For L3, there is a lot more state to deal with, and the number of end points to which this state applies can be very large. There are a number of datacenters today who have, or plan to have, millions of VMs. Because of this, any control plane that hopes to offer a virtualized L3 solution needs to manage potentially millions of entries at hundreds of thousands of end points (assuming the first hop network logic is within the vswitch). Clearly, scale is a primary consideration.
As another aside, in our experience, there is a lot of confusion on what exactly L3 virtualization is. While a full discussion will have to wait for a future post, it is worth pointing out that running a router as a VM is *not* network virtualization, it is x86 virtualization. Network virtualzation involves mapping between network address contexts in a manner that does not effect the total available bandwidth of the physical fabric. Running a networking stack in a virtual machine, while it does provide the benefits of x86 virtualization, limits the cross-sectional bandwidth of the emulated network to the throughput of a virtual machine. Ouch.

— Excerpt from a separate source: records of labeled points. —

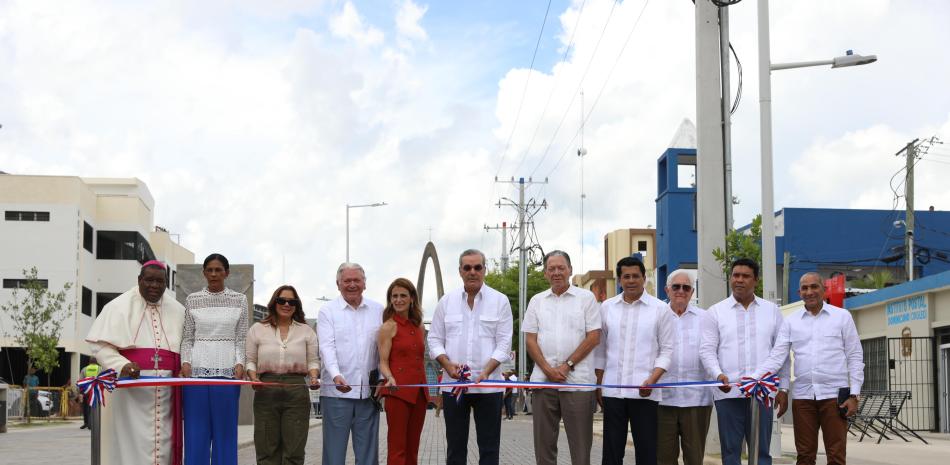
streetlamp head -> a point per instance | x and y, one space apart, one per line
853 59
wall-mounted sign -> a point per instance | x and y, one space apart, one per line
907 310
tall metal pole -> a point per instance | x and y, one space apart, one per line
347 233
710 191
522 278
724 63
909 220
504 247
769 277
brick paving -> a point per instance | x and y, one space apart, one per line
517 446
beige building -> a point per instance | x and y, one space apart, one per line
619 244
94 233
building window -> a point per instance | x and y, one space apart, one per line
123 245
103 298
86 301
26 216
21 283
87 236
876 371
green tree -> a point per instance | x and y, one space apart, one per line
507 283
742 244
37 315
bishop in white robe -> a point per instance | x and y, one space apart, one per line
139 334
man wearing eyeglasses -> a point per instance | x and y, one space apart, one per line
347 327
472 327
684 413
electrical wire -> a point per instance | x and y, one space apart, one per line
554 87
600 93
580 86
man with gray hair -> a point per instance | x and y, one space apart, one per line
561 328
347 327
829 371
471 328
683 414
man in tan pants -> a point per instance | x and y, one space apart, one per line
561 328
683 415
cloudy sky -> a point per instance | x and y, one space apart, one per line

For L4 and above, the amount of state that has to be shared and the rate that it changes increases again by orders of magnitude. Take, for example, WAN optimization. A virtualized WAN optimization solution should be enforced throughout the network (for example, each vswitch running a piece of it) yet this would incur a tremendous amount of control overhead to create a shared content cache.
So while server virtualization lives and dies by the ability to deal with the complexity of virtualizing complex hardware interfaces of many devices at speed, network virtualization’s primary technical challenge is scale. Any solution that doesn’t deal with this up front will probably run into a wall at L2, or with some luck, basic L3.
This is all interesting … but why do I care?
Full virtualization of the network address space and service model is still a relatively new area. However, rather than tackle the problem of network virtualization directly, it appears that a fair amount of energy in industry is being poured into point solutions. This reminds us of the situation 10 years ago when many people were trying to solve server sprawl problems with application containers, and the standard claim was that virtualization didn’t offer additional benefits to justify the overhead and complexity of fully virtualizing the platform. Had that mindset prevailed, today we’d have solutions doing minimal server consolidation for a small handful of applications on only one or possibly two OSs, instead of a set of solutions that solve this and many many more problems for any application and most any OS. That mindset, for example could never have produced vMotion, which was unimaginable at the outset of server virtualization.
At the same time, those who are advocating for network virtualization tend to draw technical comparisons with server virtualization. And while clearly there is a similarity at the macro level, this comparison belies the radically different technical challenges of the two problems. And it belies the radically different approaches needed to solve the two problems. Network virtualization is not the same as server virtualization any more than server virtualization is the same as storage virtualization. Saying “the network needs a VMware” in 2012 is a little like saying “the x86 needs an EMC” in 2002.
Perhaps the confusion is harmless, but it does seem to effect how the solution space is viewed, and that may be drawing the conversation away from what really is important, scale (lots of it) and distributed state consistency. Worrying about the datapath , is worrying about a trivial component of an otherwise enormously challenging problem.